Job skills vs. liberal education

Emmanuel Felton of The Hechinger Report writes about how City Colleges of Chicago remade themselves by aligning courses with the skills that were most in demand in the region. The change has helped City Colleges, a system of seven community colleges, improve abysmal graduation rates, at least somewhat. Felton interviewed several business leaders who espoused the benefits of tying education to skills that industry needs. One executive said higher education needed to take the same approach. That might serve some students and it would certainly serve industry in the short term. In the long term, though, we need a wide range of people who possess the critical-thinking and adaptive skills provided by a liberal education.small boy and adult sitting next to each other at desks

Keep an eye out for student mental health issues

Claire Shaw at The Guardian urges instructors to pay attention to students’ mental and physical state. She provides a list of warning signs that may indicate that students need assistance. She also offers several suggestions for instructors to help prepare themselves for struggling students.
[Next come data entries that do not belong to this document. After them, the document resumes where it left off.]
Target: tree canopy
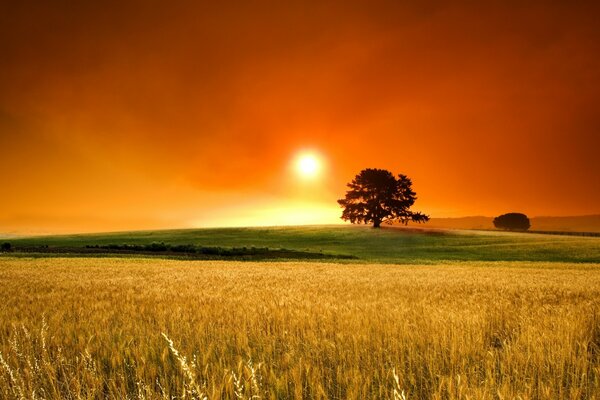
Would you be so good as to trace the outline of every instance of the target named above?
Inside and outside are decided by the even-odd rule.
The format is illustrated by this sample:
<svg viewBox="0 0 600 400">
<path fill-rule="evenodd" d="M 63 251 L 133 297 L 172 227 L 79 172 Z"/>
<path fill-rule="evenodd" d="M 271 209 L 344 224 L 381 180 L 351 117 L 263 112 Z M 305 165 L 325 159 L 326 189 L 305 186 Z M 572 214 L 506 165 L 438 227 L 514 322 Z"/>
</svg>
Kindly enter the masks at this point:
<svg viewBox="0 0 600 400">
<path fill-rule="evenodd" d="M 348 183 L 343 199 L 338 200 L 344 208 L 342 219 L 351 223 L 373 223 L 379 228 L 382 222 L 426 222 L 429 216 L 410 211 L 417 199 L 412 181 L 406 175 L 398 178 L 385 169 L 367 168 Z"/>
<path fill-rule="evenodd" d="M 525 214 L 508 213 L 494 218 L 494 226 L 498 229 L 510 231 L 526 231 L 531 227 L 531 223 Z"/>
</svg>

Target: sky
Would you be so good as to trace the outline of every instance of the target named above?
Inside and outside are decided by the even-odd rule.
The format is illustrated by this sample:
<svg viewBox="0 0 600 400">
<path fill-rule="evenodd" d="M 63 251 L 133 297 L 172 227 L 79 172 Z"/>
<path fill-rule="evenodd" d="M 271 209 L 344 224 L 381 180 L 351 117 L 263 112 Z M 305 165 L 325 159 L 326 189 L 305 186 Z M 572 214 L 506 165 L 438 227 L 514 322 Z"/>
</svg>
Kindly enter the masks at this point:
<svg viewBox="0 0 600 400">
<path fill-rule="evenodd" d="M 338 223 L 364 168 L 432 217 L 598 214 L 599 13 L 1 2 L 0 232 Z"/>
</svg>

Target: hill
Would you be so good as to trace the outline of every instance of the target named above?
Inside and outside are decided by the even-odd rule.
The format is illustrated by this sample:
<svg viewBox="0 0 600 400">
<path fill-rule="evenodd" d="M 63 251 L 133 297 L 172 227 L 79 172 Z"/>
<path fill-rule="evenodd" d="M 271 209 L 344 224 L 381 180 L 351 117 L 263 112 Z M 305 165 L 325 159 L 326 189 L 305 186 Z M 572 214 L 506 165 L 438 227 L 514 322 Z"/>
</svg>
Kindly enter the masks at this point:
<svg viewBox="0 0 600 400">
<path fill-rule="evenodd" d="M 357 262 L 440 261 L 600 262 L 599 237 L 531 233 L 443 231 L 366 226 L 219 228 L 40 236 L 10 240 L 16 250 L 151 245 L 286 249 L 356 257 Z M 36 250 L 36 249 L 34 249 Z M 74 253 L 77 253 L 74 251 Z M 111 253 L 106 250 L 106 253 Z M 14 253 L 13 253 L 14 254 Z M 64 254 L 64 252 L 63 252 Z M 76 255 L 76 254 L 75 254 Z M 295 258 L 291 254 L 289 258 Z M 331 258 L 331 257 L 326 257 Z M 345 260 L 345 262 L 354 262 Z"/>
</svg>

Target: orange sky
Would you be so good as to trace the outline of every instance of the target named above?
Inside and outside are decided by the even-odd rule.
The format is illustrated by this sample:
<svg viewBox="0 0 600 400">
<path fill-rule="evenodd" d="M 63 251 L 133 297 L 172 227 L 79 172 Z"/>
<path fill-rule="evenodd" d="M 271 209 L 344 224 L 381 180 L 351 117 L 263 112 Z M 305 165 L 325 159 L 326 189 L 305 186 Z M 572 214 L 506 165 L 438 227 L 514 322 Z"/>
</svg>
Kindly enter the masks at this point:
<svg viewBox="0 0 600 400">
<path fill-rule="evenodd" d="M 0 232 L 331 223 L 366 167 L 433 217 L 600 213 L 597 2 L 34 3 L 0 3 Z"/>
</svg>

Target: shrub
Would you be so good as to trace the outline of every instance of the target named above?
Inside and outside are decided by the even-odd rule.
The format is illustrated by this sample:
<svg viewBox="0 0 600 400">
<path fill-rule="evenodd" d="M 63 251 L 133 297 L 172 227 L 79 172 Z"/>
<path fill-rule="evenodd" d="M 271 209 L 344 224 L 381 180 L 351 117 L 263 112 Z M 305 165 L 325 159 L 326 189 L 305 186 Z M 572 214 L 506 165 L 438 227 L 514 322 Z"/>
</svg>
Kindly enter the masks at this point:
<svg viewBox="0 0 600 400">
<path fill-rule="evenodd" d="M 509 231 L 526 231 L 531 227 L 531 223 L 525 214 L 508 213 L 494 218 L 494 226 Z"/>
</svg>

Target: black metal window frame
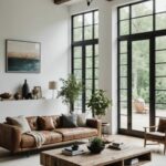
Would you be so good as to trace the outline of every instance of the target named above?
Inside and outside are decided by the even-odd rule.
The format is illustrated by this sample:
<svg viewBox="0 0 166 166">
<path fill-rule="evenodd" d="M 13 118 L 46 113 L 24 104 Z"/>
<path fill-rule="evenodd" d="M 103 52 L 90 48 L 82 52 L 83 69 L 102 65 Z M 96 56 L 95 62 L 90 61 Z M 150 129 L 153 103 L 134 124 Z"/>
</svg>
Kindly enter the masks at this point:
<svg viewBox="0 0 166 166">
<path fill-rule="evenodd" d="M 89 45 L 92 45 L 93 46 L 93 53 L 92 53 L 92 63 L 93 63 L 93 66 L 92 66 L 92 94 L 94 93 L 95 91 L 95 81 L 97 80 L 95 77 L 95 71 L 96 71 L 96 66 L 95 66 L 95 58 L 96 58 L 96 53 L 95 53 L 95 45 L 98 44 L 98 39 L 95 38 L 95 25 L 98 25 L 98 23 L 95 23 L 95 12 L 98 12 L 97 9 L 95 10 L 91 10 L 91 11 L 87 11 L 87 12 L 82 12 L 82 13 L 77 13 L 77 14 L 74 14 L 72 15 L 72 23 L 71 23 L 71 30 L 72 30 L 72 50 L 71 50 L 71 71 L 72 71 L 72 74 L 74 74 L 74 71 L 76 70 L 74 68 L 74 48 L 76 46 L 81 46 L 82 48 L 82 85 L 83 85 L 83 90 L 82 90 L 82 112 L 85 113 L 86 112 L 86 80 L 90 80 L 90 79 L 86 79 L 86 46 Z M 85 25 L 84 23 L 84 15 L 87 14 L 87 13 L 92 13 L 93 15 L 93 23 L 91 24 L 92 25 L 92 31 L 93 31 L 93 37 L 92 39 L 90 40 L 85 40 L 84 35 L 85 35 L 85 28 L 89 27 Z M 81 41 L 74 41 L 74 18 L 77 17 L 77 15 L 82 15 L 83 17 L 83 23 L 82 23 L 82 27 L 77 27 L 77 28 L 82 28 L 82 40 Z M 98 56 L 98 55 L 97 55 Z"/>
<path fill-rule="evenodd" d="M 132 18 L 132 7 L 134 4 L 138 4 L 138 3 L 144 3 L 146 1 L 153 1 L 153 13 L 152 14 L 147 14 L 147 15 L 152 15 L 153 17 L 153 30 L 152 31 L 147 31 L 147 32 L 141 32 L 141 33 L 132 33 L 132 19 L 137 19 L 137 18 L 144 18 L 147 15 L 141 15 L 141 17 L 136 17 L 136 18 Z M 120 10 L 122 8 L 128 7 L 129 8 L 129 18 L 128 19 L 124 19 L 121 20 L 120 19 Z M 144 1 L 138 1 L 138 2 L 134 2 L 134 3 L 129 3 L 129 4 L 125 4 L 125 6 L 121 6 L 117 8 L 117 127 L 118 127 L 118 133 L 121 134 L 127 134 L 127 135 L 134 135 L 134 136 L 138 136 L 138 137 L 143 137 L 143 133 L 138 132 L 138 131 L 133 131 L 132 129 L 132 41 L 136 41 L 136 40 L 146 40 L 148 39 L 151 42 L 149 45 L 149 125 L 155 125 L 155 118 L 156 116 L 156 97 L 155 97 L 155 93 L 156 91 L 156 49 L 155 49 L 155 40 L 157 37 L 163 37 L 166 35 L 166 29 L 162 29 L 162 30 L 156 30 L 156 14 L 159 13 L 166 13 L 165 11 L 162 12 L 156 12 L 156 0 L 144 0 Z M 121 31 L 121 21 L 125 21 L 128 20 L 129 21 L 129 33 L 126 35 L 121 35 L 120 31 Z M 125 89 L 127 91 L 127 129 L 126 128 L 121 128 L 121 42 L 122 41 L 126 41 L 127 42 L 127 87 Z"/>
</svg>

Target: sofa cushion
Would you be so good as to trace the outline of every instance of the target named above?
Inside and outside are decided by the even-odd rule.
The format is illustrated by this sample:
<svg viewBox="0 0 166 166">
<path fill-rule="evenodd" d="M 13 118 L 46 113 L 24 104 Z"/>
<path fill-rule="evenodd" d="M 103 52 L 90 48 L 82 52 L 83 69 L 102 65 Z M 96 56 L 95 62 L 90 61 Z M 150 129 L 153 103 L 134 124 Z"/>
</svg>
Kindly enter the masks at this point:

A worldwide shortage of teachers

A new UNESCO report says that 93 countries face a chronic shortage of teachers and that many of them are recruiting people who lack any training in education.

An adaptive system that helps personalize learning

Stephen Downes of the National Research Council of Canada writes about beta testing of an adaptive learning system that combines customized materials from dozens of sources with data from learning, social environments and work environments. He calls this a “learning and performance support system.” Despite the stuffy name, it sounds fascinating.

Way cool: A tool for creating animated whiteboard videos

I’ve always been fascinated by animated whiteboard videos that show drawings being created in fast motion right before my eyes. I just came across a tool called VideoScribe that will help create those videos – for a price, of course. The software costs $198 a year. There’s a seven-day free trial, though. I’m going to have to give it a try. I’ll share my results.